What’s H1N1 doing right now?
The flu virus has been circulating in the southern hemisphere, which is winding down its winter flu season. The good news is that it hasn’t mutated. In the U.S., we can expect to see H1N1 cases along with the regular seasonal flu.
Is there a vaccine?
This year, people ages 6 months or older will be able to get an H1N1 vaccine in addition to the regular seasonal flu vaccine. The H1N1 vaccine has gone through trials to determine safety and appropriate dosage. The testing process involves administering the vaccine, waiting 3 weeks, then taking a blood sample to measure antibodies to see if the dosage of vaccine was adequate.
You will probably need 2 doses of H1N1 vaccine for it to be effective. The H1N1 vaccine will have multiple formulations, as does the seasonal flu vaccine:
• 10-dose vial (which contains thimerosol)

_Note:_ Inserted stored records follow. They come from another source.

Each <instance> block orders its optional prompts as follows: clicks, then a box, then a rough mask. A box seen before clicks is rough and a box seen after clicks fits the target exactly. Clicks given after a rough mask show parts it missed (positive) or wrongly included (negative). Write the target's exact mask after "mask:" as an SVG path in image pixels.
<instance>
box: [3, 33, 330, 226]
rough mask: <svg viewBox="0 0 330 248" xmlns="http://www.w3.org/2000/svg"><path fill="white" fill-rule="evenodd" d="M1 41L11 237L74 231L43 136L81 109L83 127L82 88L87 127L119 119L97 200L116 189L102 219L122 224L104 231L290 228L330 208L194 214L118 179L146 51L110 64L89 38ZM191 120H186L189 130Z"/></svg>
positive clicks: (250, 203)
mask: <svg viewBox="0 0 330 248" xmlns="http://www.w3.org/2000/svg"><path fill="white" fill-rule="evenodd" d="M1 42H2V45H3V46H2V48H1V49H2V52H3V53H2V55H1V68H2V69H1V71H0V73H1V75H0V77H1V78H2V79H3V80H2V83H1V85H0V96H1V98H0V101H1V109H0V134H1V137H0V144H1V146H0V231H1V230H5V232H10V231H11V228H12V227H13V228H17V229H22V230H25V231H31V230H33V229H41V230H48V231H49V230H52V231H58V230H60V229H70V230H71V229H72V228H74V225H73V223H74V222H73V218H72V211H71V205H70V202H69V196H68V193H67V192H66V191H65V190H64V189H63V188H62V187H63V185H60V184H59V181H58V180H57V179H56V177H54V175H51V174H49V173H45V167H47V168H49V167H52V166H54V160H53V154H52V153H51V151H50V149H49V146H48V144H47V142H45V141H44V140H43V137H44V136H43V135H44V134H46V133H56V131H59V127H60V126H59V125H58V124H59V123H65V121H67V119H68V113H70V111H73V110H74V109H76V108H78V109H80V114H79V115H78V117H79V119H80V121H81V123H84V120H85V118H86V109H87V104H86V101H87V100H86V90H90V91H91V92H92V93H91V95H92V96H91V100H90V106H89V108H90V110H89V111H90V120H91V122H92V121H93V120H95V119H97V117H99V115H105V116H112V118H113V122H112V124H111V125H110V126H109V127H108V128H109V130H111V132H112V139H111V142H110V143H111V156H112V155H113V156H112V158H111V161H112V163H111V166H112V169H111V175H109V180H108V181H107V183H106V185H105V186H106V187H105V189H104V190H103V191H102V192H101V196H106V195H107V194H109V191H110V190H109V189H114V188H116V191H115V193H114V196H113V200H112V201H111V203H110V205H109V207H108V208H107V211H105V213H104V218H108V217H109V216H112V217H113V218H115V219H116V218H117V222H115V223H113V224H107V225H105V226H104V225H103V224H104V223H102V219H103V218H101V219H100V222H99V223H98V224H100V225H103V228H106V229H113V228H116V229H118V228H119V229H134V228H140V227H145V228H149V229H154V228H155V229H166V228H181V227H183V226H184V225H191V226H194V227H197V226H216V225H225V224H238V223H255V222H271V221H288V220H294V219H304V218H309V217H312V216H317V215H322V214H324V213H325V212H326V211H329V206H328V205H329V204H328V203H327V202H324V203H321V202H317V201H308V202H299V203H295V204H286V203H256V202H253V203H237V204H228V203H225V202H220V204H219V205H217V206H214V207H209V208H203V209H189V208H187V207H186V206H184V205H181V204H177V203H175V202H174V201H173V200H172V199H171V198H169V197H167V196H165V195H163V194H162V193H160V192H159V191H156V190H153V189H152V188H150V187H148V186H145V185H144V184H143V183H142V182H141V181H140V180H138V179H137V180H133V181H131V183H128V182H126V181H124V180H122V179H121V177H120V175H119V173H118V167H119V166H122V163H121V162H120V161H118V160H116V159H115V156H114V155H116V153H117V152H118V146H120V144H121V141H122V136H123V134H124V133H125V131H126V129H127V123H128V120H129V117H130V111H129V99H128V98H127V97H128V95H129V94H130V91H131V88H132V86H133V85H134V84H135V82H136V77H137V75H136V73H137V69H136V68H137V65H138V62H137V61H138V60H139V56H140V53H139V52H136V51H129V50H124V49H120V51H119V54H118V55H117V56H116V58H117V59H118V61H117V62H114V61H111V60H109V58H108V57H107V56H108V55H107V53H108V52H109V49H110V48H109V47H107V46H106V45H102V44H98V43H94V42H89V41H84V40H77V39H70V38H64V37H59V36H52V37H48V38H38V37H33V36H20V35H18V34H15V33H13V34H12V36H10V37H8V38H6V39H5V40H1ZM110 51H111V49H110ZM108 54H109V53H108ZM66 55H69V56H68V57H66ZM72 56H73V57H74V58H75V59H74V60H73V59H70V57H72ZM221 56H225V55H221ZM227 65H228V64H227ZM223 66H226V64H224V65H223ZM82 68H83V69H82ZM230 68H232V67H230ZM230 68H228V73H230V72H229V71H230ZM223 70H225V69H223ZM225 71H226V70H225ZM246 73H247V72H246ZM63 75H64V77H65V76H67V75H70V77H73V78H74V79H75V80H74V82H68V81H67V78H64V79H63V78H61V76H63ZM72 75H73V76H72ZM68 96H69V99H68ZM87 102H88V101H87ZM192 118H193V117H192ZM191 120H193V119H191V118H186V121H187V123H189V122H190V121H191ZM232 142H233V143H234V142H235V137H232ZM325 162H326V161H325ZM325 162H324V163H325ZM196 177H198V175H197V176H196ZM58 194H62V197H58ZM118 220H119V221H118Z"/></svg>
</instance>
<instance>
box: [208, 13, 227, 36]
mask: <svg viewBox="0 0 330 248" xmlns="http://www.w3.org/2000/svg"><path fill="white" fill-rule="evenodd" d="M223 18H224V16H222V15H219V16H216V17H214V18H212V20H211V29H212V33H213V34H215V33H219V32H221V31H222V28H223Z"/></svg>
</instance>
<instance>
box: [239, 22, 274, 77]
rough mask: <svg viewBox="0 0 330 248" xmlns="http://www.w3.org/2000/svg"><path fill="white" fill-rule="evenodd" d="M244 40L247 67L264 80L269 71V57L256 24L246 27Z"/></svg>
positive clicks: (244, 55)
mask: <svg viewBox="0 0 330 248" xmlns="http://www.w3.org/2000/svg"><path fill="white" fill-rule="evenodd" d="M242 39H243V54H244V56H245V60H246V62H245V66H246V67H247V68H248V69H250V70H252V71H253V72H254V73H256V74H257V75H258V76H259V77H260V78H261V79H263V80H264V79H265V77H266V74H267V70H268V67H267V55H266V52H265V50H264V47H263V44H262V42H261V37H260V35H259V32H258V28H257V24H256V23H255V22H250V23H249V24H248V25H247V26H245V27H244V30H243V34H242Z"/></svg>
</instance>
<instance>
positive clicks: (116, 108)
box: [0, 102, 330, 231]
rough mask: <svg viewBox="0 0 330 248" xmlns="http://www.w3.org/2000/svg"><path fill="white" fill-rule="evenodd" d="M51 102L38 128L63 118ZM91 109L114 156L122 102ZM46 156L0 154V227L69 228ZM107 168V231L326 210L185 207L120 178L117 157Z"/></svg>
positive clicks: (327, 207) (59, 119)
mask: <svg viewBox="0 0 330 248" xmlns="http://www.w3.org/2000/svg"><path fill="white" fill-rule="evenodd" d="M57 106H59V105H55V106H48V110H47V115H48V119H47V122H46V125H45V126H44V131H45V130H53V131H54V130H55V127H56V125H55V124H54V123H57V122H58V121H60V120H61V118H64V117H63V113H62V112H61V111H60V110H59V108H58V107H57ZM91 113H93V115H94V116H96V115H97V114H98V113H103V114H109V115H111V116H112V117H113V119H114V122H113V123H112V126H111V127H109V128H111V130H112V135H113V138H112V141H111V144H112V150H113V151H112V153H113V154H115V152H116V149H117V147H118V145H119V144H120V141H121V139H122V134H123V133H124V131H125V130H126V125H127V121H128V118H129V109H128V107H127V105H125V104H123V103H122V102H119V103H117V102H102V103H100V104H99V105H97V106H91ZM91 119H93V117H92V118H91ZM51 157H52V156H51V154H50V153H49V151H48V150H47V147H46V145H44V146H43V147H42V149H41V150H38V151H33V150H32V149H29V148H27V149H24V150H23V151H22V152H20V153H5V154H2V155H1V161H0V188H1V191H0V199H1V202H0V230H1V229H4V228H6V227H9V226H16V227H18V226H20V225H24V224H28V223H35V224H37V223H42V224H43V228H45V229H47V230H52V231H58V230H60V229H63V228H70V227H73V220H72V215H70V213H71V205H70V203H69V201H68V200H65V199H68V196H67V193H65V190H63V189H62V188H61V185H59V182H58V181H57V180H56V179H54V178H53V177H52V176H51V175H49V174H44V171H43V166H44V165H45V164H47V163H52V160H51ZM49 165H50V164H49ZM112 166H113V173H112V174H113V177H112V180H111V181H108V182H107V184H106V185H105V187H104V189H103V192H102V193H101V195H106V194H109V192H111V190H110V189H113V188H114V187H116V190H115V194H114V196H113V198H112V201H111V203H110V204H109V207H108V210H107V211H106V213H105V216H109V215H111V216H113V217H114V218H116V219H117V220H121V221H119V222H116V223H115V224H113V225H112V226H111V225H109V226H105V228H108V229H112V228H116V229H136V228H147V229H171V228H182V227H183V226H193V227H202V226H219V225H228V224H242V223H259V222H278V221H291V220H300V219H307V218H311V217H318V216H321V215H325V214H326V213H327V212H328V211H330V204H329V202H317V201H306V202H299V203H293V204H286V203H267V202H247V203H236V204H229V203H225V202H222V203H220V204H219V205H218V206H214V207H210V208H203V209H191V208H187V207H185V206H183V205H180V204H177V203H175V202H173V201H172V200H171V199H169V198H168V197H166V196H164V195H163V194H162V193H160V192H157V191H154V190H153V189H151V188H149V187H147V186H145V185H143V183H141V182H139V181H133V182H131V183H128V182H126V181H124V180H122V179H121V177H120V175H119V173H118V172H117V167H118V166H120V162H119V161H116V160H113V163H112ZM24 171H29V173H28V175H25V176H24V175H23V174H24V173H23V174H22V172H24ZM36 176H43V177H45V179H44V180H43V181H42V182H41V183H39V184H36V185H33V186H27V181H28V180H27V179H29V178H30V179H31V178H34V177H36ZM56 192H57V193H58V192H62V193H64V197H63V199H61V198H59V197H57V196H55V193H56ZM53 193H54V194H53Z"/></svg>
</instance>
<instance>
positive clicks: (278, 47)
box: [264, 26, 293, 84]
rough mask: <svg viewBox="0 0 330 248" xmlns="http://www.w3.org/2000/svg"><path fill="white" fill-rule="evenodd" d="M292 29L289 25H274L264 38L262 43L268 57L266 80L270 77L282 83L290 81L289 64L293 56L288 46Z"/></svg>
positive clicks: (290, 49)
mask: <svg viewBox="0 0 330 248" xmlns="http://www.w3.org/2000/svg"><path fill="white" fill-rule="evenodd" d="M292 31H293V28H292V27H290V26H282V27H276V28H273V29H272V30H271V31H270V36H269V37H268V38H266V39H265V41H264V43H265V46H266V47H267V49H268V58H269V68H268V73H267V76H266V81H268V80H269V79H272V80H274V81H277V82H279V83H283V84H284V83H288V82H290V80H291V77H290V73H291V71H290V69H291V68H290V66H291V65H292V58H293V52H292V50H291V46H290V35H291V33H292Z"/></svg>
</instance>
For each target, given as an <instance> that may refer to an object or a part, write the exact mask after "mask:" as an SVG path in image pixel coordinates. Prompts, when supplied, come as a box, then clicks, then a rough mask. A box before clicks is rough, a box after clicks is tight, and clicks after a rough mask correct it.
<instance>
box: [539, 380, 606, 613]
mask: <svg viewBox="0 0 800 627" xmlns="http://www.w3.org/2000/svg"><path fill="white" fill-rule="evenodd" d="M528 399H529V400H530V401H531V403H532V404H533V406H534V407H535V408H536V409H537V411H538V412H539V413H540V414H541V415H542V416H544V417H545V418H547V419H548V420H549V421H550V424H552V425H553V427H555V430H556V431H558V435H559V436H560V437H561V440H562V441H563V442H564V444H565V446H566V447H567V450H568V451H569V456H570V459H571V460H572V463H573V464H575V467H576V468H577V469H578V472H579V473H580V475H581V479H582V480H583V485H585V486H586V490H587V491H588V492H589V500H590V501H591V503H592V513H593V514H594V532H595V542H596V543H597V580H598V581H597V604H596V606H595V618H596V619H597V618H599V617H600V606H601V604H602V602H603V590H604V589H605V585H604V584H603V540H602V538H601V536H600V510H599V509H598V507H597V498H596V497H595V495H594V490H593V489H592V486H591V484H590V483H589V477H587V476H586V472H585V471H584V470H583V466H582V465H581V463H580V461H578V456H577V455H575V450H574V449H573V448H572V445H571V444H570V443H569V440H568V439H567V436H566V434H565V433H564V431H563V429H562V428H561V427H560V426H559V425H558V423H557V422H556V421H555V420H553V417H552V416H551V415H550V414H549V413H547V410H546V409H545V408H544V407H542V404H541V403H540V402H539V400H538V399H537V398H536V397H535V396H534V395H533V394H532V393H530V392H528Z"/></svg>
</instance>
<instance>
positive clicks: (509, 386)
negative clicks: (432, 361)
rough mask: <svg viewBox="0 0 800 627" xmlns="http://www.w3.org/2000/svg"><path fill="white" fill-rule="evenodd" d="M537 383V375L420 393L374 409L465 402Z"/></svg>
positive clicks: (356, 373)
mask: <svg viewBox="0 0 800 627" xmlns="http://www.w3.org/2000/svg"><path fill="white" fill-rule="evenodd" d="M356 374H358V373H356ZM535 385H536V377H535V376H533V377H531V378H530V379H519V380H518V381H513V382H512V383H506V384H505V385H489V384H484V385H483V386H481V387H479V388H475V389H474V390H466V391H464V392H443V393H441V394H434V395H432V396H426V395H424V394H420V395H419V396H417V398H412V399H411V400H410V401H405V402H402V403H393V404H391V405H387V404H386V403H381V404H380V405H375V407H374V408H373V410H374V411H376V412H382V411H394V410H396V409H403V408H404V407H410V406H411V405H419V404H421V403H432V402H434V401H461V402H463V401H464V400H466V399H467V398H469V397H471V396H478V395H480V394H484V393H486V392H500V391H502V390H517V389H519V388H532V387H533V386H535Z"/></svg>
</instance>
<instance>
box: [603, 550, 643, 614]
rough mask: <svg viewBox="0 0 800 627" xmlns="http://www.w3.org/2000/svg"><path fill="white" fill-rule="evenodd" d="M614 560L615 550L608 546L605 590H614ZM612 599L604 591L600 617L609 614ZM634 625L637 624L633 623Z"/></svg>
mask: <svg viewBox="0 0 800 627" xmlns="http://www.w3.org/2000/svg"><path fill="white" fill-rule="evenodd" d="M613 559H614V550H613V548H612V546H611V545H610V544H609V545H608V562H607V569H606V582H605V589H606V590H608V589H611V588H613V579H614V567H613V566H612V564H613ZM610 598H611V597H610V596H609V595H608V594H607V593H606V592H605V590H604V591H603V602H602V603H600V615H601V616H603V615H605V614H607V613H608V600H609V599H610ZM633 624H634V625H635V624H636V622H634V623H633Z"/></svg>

• Single-dose vials (thimerosol-free)
• Preloaded syringes (thimerosol-free)
Some people are saying the H1N1 vaccine was developed too quickly. Is that true?
People who are concerned that the H1N1 vaccine was developed too quickly can take comfort in knowing the H1N1 vaccine preparation process is the same as it is for the seasonal flu vaccine and it is made by the same manufacturers. So far, any reactions in the trials for H1N1 vaccine have been the same as for the regular seasonal flu vaccine (soreness, redness). Any serious events that might occur may not appear during the vaccine trial time period because they are so rare.
Who should get the H1N1 vaccine?
People who should get the H1N1 vaccine are:
• Pregnant women
• Household contacts and caregivers for babies 0-6 months
• Healthcare and emergency medical services personnel
• People ages 6 months through 24 years
• People ages 25-64 years of age who have health conditions putting them at higher risk of complications from influenza
As with the seasonal flu vaccine, people with egg allergies cannot get the H1N1 vaccine. Check with your provider to see if immunization is right for you and your family.